People frequently come to coaching because their inner critic is holding them back. Another, wiser, part of them often knows what the inner critic says is unfair. Nonetheless, its power can be strong.
We get so good at being inner critics to ourselves, we often don’t notice it as criticism anymore. We take it as simple truth, without spotting how unbalanced and unkind it is.
But the impact is all too real.
The good news is there are some well-proven steps you can take to quieten the voice of your inner critic.
A master of disguise
One of the challenges in tackling the inner critic is it has myriad disguises.
Ever felt like a fraud, not as good as others think, worrying you will be found out? This is “imposter syndrome”. It can pop up eg when we start a new job or get promoted. Dig deeper, and you will find your inner critic at work.
If something goes wrong, perhaps you make a small mistake, do you replay things endlessly in your mind? You get 9 great compliments but all you can focus on is that one bit of criticism? Again, say hello to your inner critic.
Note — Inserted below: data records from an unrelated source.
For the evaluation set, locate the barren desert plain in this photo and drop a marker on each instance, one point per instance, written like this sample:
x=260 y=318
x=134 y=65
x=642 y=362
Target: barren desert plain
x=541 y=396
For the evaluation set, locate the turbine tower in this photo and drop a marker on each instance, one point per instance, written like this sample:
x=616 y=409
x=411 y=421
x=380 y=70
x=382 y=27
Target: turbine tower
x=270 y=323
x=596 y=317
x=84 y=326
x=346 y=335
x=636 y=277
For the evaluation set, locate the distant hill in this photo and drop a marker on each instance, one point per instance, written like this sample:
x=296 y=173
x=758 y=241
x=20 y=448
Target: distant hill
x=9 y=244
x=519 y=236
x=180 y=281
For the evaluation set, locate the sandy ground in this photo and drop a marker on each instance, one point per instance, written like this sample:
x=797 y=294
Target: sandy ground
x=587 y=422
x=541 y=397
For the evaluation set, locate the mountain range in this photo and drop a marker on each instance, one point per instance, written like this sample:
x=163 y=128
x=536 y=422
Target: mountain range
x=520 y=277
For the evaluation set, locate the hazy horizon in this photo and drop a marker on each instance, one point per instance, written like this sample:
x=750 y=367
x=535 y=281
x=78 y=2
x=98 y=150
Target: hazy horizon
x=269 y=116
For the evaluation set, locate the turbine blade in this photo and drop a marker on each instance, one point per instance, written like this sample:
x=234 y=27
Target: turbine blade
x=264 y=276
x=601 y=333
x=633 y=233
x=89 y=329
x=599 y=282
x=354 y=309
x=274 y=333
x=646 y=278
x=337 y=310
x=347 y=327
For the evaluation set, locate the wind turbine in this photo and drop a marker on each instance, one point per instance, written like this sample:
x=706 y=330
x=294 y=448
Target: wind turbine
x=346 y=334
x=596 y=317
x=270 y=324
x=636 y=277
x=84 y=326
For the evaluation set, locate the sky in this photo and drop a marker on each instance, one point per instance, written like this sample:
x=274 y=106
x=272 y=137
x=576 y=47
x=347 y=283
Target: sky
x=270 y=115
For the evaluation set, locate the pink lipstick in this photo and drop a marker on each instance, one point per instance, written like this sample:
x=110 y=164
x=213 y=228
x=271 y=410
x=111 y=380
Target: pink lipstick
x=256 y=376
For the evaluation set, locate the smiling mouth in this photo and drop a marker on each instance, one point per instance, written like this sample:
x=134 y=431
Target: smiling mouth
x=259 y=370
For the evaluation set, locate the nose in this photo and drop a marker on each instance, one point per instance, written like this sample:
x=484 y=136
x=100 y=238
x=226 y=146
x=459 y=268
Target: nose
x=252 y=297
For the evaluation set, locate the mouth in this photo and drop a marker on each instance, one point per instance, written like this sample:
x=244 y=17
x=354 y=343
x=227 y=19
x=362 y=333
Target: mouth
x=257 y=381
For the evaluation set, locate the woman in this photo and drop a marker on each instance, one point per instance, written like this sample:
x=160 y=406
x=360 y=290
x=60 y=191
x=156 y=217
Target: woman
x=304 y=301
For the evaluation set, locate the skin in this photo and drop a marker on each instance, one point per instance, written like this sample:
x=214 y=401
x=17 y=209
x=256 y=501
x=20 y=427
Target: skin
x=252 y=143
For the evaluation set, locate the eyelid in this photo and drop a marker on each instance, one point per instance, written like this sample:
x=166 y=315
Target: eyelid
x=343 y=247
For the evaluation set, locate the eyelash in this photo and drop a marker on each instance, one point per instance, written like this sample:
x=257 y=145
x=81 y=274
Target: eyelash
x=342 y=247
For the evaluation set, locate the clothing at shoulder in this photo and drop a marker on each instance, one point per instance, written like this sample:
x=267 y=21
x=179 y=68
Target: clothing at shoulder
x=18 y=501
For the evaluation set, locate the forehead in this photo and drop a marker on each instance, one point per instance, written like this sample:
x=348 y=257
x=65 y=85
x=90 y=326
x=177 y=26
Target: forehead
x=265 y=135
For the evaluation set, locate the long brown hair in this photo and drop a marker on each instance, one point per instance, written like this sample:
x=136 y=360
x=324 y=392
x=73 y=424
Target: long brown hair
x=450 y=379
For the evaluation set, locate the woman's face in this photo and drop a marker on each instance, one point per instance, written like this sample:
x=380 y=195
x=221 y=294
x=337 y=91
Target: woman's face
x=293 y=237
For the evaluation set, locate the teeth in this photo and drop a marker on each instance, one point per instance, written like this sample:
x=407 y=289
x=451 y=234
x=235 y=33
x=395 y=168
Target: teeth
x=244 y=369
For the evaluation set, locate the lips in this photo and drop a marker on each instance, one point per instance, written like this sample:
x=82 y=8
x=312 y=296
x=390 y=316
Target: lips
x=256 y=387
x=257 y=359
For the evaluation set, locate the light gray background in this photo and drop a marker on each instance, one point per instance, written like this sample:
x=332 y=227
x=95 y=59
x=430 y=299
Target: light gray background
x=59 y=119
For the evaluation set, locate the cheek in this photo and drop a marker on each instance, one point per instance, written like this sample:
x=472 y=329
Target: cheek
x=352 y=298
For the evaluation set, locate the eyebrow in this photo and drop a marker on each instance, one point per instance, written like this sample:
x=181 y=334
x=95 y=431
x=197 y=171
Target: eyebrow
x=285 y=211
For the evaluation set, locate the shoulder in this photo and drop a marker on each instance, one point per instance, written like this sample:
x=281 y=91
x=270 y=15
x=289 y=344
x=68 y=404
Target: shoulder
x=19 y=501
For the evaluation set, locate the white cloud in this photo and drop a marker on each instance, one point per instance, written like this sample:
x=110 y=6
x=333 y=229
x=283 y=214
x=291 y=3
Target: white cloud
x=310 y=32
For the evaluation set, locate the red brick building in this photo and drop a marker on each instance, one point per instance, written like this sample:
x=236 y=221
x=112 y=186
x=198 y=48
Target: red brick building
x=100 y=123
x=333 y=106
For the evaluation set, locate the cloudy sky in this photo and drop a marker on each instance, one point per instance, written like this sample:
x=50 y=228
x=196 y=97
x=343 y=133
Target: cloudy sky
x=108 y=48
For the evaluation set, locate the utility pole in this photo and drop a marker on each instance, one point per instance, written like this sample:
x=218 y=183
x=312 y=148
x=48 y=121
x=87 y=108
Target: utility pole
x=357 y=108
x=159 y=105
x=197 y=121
Or do you feel you must keep pushing yourself relentlessly hard? That if you don’t, you will be lazy or weak? This is your inner critic driving an endless striving. As this is something our culture actively encourages, it is a particularly sneaky version as it attacks you for even seeing it as a problem!
What is common to all these thoughts is they make us feel bad. It can seem like self-sabotage. It narrows our perspective, reduces creativity and hampers our true potential.
Why do we have an inner critic?
In taming the inner critic, it can help to contextualise why it is there in the first place. This involves a brief look at our evolutionary history.
Life for early humans was nasty, brutish and often short. So our cave-dwelling ancestors developed ways to learn from danger. A part of their brain – called the amygdala – became hyper-sensitive to threats. This developed into a lightening quick process – often called “fight, flight or freeze”.
This was fantastic for self-protection – it ensured we survived!
Thankfully, in 2020 there are few tigers waiting to pounce as we go about our day. But neurologically, our brains still process danger as 10,000 years ago. Neuroscientist Rick Hanson says, “we have stone age brains in the 21st century”
In short, we are brilliant at over-learning from potential danger and have to work more consciously on taking in the good stuff. Hanson describes this as us having brains like Teflon for good experiences but Velcro for bad experiences.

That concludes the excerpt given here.